I had heard about the road but didn’t heed the cautions. The bumper stickers we saw before we even started should have been warning enough. The bumper stickers proclaimed, “I survived Beartooth pass.”
Five children, Mom, Dad and enough luggage for a week of camping were stuffed into the little vehicle. It was a long climb with hair pin turns, a narrow mountain road with sheer cliffs. As we continued to climb in our little red mini-van, I quieted the excited children, tightened my seat belt, and gripped the arm rest until my knuckles were bone white.
Looking down upon the road we’d just traveled, the tiny vehicles just beginning the climb looked like matchbox cars. We were only half way. I saw the expressions–intent concentration, fear, and smelled the brakes of those we drove past as they came down the narrow curves. I began to fret over the descent that was inevitable. Would our brakes hold up? Would our heavy load be too much for our little four cylinder vehicle? That’s not our transmission I smell, is it?
There was no turning back. We were committed by now, so we followed the trail of exhaust fumes and burning brakes as others cautiously wound up through the thinning air above the timberline.
Just as we reached the top, the road disappeared behind a bend. We reached the high point – the elevation was over 10,000 ft. I was sure this was it! Straight down! That awesome ascent would turn into a dreadful, plunging descent.
The road continued around a knoll, green, beautiful meadows, lovely lakes nestled in the dimpled rolling hills, snow-covered mountain peaks in the near distance not much higher than we were. We reached a high plain, a plateau. The entrance to Yellowstone Park was ahead, but surely the road the road would plunge several thousand feet!
Donnie and the kids jumped out of the car and ran down the gentle hill to a quiet lake. As they played in the meadow I stayed by the van with the baby marveling that God had brought us to this beautiful safe place. Donnie drove with extreme concentration, I prayed (a lot), and the kids trusted us and enjoyed the view.

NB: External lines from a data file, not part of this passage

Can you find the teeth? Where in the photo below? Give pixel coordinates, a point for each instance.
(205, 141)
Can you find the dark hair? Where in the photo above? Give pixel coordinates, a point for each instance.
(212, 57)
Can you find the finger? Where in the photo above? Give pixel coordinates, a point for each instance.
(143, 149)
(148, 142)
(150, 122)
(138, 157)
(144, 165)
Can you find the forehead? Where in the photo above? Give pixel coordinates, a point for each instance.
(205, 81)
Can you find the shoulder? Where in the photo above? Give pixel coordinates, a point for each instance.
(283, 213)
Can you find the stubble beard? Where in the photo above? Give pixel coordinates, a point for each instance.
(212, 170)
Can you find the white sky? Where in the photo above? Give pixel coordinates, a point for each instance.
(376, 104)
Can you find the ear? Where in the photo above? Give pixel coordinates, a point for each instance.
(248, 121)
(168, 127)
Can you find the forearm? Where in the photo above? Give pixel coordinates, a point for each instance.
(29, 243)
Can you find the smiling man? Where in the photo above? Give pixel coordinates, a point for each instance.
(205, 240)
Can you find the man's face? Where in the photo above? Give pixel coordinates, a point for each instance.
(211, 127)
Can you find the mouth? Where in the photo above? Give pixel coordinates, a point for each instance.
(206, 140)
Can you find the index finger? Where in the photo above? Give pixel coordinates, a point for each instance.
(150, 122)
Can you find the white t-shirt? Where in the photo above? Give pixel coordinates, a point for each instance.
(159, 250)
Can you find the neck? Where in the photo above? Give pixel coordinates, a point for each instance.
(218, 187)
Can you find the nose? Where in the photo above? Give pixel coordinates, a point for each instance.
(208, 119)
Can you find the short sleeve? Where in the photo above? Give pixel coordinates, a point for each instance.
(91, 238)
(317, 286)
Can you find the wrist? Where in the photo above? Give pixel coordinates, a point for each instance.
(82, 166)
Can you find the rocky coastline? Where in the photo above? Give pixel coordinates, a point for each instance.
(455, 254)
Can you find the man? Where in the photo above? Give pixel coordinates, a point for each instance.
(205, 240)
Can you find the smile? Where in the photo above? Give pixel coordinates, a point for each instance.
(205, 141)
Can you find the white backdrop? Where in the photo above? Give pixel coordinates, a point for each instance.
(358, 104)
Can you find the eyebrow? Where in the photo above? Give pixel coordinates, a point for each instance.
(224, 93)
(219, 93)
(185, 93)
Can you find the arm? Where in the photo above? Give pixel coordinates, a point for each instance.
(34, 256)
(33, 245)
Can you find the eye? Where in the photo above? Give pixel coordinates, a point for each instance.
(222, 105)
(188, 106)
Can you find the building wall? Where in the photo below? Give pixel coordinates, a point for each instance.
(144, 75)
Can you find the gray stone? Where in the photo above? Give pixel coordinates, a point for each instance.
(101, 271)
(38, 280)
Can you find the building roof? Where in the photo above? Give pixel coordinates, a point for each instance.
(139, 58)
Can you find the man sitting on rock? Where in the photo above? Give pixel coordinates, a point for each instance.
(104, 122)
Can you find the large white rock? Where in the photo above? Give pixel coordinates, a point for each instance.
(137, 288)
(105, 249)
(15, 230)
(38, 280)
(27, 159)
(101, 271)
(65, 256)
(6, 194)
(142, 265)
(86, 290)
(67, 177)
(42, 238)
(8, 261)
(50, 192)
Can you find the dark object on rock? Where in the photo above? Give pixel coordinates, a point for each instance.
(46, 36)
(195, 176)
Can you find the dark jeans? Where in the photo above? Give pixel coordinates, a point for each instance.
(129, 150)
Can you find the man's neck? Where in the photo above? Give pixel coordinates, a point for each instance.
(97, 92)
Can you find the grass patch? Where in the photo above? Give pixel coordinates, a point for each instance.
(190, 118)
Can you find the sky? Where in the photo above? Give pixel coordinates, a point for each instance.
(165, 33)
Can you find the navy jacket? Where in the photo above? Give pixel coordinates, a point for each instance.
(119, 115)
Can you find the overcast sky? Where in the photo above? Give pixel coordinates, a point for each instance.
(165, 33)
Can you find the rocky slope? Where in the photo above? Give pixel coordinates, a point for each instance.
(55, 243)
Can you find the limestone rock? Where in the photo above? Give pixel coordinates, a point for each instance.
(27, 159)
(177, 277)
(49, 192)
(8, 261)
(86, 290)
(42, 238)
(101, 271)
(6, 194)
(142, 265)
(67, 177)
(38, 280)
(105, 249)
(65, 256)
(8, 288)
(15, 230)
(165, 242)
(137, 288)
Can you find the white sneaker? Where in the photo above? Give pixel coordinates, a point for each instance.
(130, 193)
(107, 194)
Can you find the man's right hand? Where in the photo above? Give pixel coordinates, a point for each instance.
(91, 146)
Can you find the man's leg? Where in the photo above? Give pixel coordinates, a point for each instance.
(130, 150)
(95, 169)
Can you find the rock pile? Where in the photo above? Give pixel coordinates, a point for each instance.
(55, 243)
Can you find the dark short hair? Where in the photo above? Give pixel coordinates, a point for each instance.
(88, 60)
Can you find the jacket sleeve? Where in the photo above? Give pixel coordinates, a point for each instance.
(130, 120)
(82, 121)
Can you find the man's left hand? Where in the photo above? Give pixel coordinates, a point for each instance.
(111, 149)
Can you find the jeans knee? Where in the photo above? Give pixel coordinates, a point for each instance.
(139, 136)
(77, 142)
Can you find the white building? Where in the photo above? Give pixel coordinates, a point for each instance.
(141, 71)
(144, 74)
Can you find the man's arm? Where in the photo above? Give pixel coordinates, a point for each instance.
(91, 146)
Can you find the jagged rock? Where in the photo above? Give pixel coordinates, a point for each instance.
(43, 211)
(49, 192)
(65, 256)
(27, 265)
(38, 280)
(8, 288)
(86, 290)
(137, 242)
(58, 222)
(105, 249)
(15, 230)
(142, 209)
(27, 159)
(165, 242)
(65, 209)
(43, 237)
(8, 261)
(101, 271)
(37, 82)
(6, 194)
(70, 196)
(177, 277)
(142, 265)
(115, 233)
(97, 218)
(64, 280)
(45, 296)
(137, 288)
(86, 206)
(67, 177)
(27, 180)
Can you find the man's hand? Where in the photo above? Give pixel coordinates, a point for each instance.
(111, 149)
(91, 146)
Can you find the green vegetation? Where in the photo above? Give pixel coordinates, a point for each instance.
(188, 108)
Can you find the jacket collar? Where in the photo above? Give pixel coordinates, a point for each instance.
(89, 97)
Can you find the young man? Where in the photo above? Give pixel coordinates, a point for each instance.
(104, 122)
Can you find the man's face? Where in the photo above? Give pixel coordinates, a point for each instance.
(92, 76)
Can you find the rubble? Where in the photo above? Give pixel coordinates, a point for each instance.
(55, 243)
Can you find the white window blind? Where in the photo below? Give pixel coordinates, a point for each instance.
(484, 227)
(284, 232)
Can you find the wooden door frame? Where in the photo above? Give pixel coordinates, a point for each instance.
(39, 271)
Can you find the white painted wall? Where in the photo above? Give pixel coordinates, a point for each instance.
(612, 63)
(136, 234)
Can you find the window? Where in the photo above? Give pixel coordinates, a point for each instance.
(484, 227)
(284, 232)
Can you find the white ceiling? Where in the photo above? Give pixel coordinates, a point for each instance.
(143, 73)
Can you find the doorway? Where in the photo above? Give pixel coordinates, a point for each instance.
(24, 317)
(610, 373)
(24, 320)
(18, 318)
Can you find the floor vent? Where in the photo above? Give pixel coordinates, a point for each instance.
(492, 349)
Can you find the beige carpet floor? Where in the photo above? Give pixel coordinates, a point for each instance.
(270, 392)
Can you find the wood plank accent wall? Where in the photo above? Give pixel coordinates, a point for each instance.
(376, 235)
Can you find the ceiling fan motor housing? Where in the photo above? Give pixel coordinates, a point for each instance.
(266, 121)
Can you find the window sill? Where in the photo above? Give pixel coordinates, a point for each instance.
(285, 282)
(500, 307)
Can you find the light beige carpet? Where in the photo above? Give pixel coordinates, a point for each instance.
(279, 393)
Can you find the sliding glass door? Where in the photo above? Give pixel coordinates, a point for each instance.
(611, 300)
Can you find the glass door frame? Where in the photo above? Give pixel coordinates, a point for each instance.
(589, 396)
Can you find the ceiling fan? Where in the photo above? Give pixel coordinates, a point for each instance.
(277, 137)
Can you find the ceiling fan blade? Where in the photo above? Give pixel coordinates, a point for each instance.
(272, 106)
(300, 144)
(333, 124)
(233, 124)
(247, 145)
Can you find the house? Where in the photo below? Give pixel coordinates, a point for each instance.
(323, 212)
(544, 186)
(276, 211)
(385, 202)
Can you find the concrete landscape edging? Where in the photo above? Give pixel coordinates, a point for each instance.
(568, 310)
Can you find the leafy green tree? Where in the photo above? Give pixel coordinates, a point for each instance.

I’m not sure how we ever got back home. We didn’t go back the way we came. It never seemed like we went down as far as we went up. I really don’t know that we ever left that place. It felt like home, like the rolling hills where I grew up, and the memory of that safe place on that high plateau was engraved in my memory. It was exhilarating. We had won the battle. We traveled the road and had arrived.
God wants to bring us to a place in our walk with Him, but there is an enemy. 1 Peter 5:8 says “Be alert and of sober mind. Your enemy the devil prowls around like a roaring lion seeking whom he may devour.” The battle is real. God has a place for us, but there is an enemy that is out to destroy us and all other works of God. We fight the battle and break the curses so our children can live in freedom. We fast and pray for a region and bind the principalities and powers of the air so our neighbors and friends will see truth and recognize the God of the Universe sent His Son to die so they can have everlasting life.
In our carnal selves, we can’t win a battle against such a crafty, wicked enemy. Adam and Eve were deceived, and throughout scripture we see how people have turned their hearts from God, even after witnessing great miracles and deliverance (consider Moses and the children of Israel – the plagues and the parting of the red sea, and Mount Sinai and everything God did, and yet they wandered in the wilderness for 40 years because they murmured and complained, they did not put their trust in God or the leaders He gave them)
The enemy is great (big), but God is greater, and “Greater is He that is in us than he that is in the world.” 1 John 4:4b
God gives us everything we need to survive this battle. “Put on the whole armor of God, that you may be able to stand against the wiles of the devil. For we wrestle not against flesh and blood, but against principalities, against powers, against the rules of the darkness of this world, against spiritual wickedness in high places. Wherefore take unto you the whole armor of God, that ye may be able to withstand the evil day, and having done all, to stand.”
All that God has for us is found in our time spent with Him. God prepares us as we go to a higher level in our spiritual journey. But it is for us to “Put on the whole armor of God . . . Stand therefore, having your loins girded with truth, and having on the breastplate of righteousness; and your feet shod with the preparation of the gospel of peace; Above all, taking the shield of faith, wherewith ye shall be able to quench all the fiery darts of the wicked. And take the helmet of salvation, and the sword of the Spirit, which is the word of God: Praying always with all prayer and supplication in the Spirit, and watching thereunto with all perseverance and supplication for all saints; Ephesians 6:11, 14-18.
Just like that journey through Beartooth Pass, we have a journey to go to the next phase. God has an important mission just for you. It’s something that you were specially chosen to do. It’s an upward call, it might stretch you and be uncomfortable to you, but when you get to the place God wants you, you will marvel that you ever doubted the journey.